Manganinnie is an AFI Award-winning 1980 film which follows the journey of Manganinnie, a Tasmanian Aboriginal woman who searches for her tribe with the company of a lost white girl named Joanna. Based on Beth Roberts' novel of the same name, it was directed by John Honey and was the first feature film to be financed by the short-lived Tasmanian Film Corporation.

Synopsis
During the Black War of 1830 in the penal colony of Van Diemen's Land, Manganinnie survives a raid on her village.

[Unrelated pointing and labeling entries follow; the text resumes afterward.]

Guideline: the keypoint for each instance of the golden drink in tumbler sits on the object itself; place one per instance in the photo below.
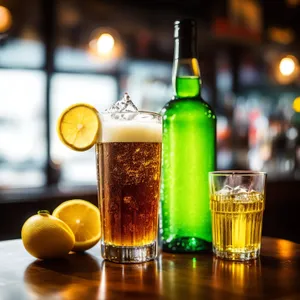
(128, 163)
(237, 213)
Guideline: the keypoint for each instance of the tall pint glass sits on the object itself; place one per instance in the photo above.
(128, 159)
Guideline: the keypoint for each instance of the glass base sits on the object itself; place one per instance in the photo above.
(186, 245)
(239, 256)
(129, 255)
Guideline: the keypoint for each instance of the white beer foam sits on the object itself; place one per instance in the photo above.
(131, 131)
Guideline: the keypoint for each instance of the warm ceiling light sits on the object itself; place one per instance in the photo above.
(287, 66)
(105, 44)
(5, 19)
(296, 105)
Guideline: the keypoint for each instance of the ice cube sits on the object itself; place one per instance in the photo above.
(226, 190)
(123, 105)
(239, 189)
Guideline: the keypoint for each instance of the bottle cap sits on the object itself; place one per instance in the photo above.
(185, 28)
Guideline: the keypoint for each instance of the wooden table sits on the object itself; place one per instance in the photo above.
(276, 275)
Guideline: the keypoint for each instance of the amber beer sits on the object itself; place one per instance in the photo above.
(129, 164)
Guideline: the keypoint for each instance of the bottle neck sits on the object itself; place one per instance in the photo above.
(186, 72)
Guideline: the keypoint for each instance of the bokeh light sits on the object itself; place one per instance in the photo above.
(296, 105)
(5, 19)
(287, 66)
(105, 44)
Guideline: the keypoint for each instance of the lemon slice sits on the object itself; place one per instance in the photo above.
(83, 218)
(79, 126)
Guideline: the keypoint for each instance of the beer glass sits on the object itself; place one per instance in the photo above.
(237, 202)
(128, 159)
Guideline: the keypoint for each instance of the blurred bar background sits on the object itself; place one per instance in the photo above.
(56, 53)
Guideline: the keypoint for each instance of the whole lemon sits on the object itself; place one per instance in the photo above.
(45, 236)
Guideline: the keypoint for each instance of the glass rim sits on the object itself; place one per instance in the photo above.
(144, 112)
(237, 173)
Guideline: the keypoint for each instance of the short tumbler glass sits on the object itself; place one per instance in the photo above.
(128, 157)
(237, 202)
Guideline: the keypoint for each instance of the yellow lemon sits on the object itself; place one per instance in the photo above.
(79, 126)
(84, 220)
(45, 236)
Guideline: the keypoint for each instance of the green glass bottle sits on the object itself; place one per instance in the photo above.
(189, 141)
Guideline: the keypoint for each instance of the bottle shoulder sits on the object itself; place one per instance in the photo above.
(188, 106)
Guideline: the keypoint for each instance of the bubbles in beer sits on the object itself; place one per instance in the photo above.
(124, 105)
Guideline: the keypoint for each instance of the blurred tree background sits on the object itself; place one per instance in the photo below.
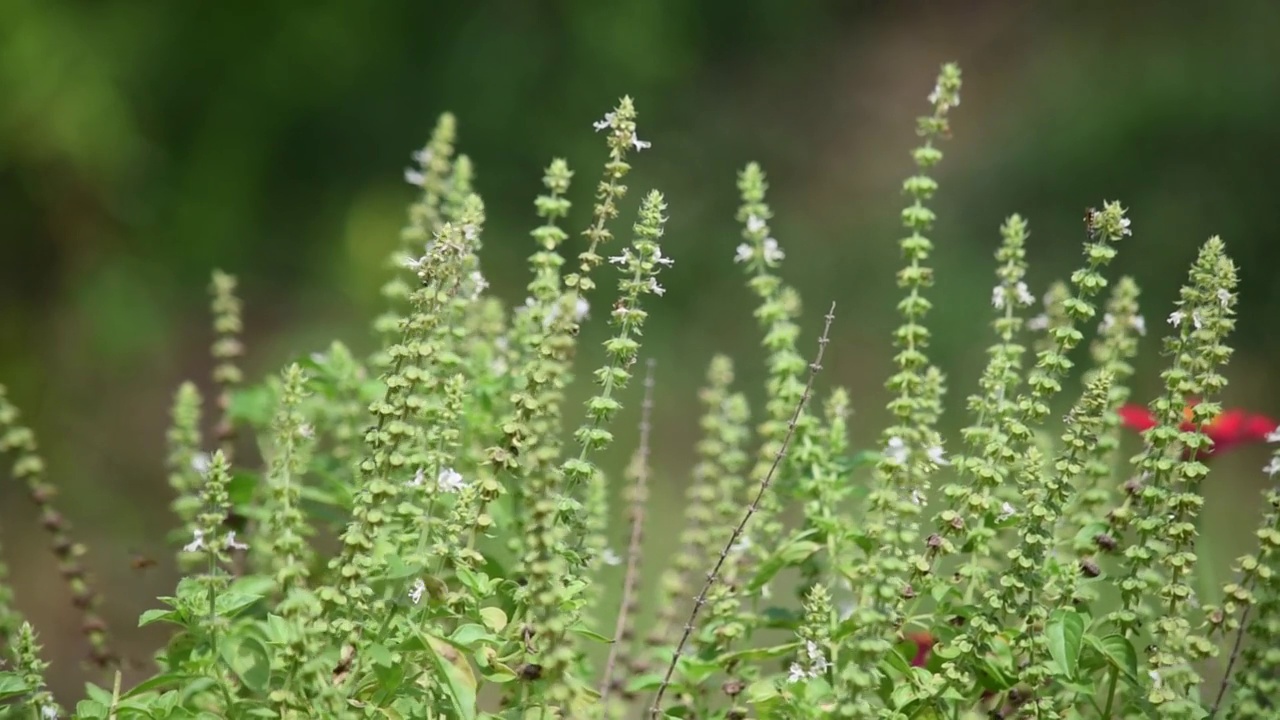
(142, 145)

She finds the body of her husband, Meenopeekameena, and builds him a funeral pyre.

The grieving Manganinnie journeys across vast mountains and rivers towards the coast in search of the rest of her tribe. She finds Joanna, a lost white girl, along her way. The pair develop a bond for each other despite not having a common language. Manganinnie teaches Joanna some of her traditional knowledge, and eventually initiates her into her tribe.

Ultimately however, Manganinnie comes to realise that her people and way of life has been destroyed by encroachment from white settlers. When Joanna is asleep, she carries the girl back to her family.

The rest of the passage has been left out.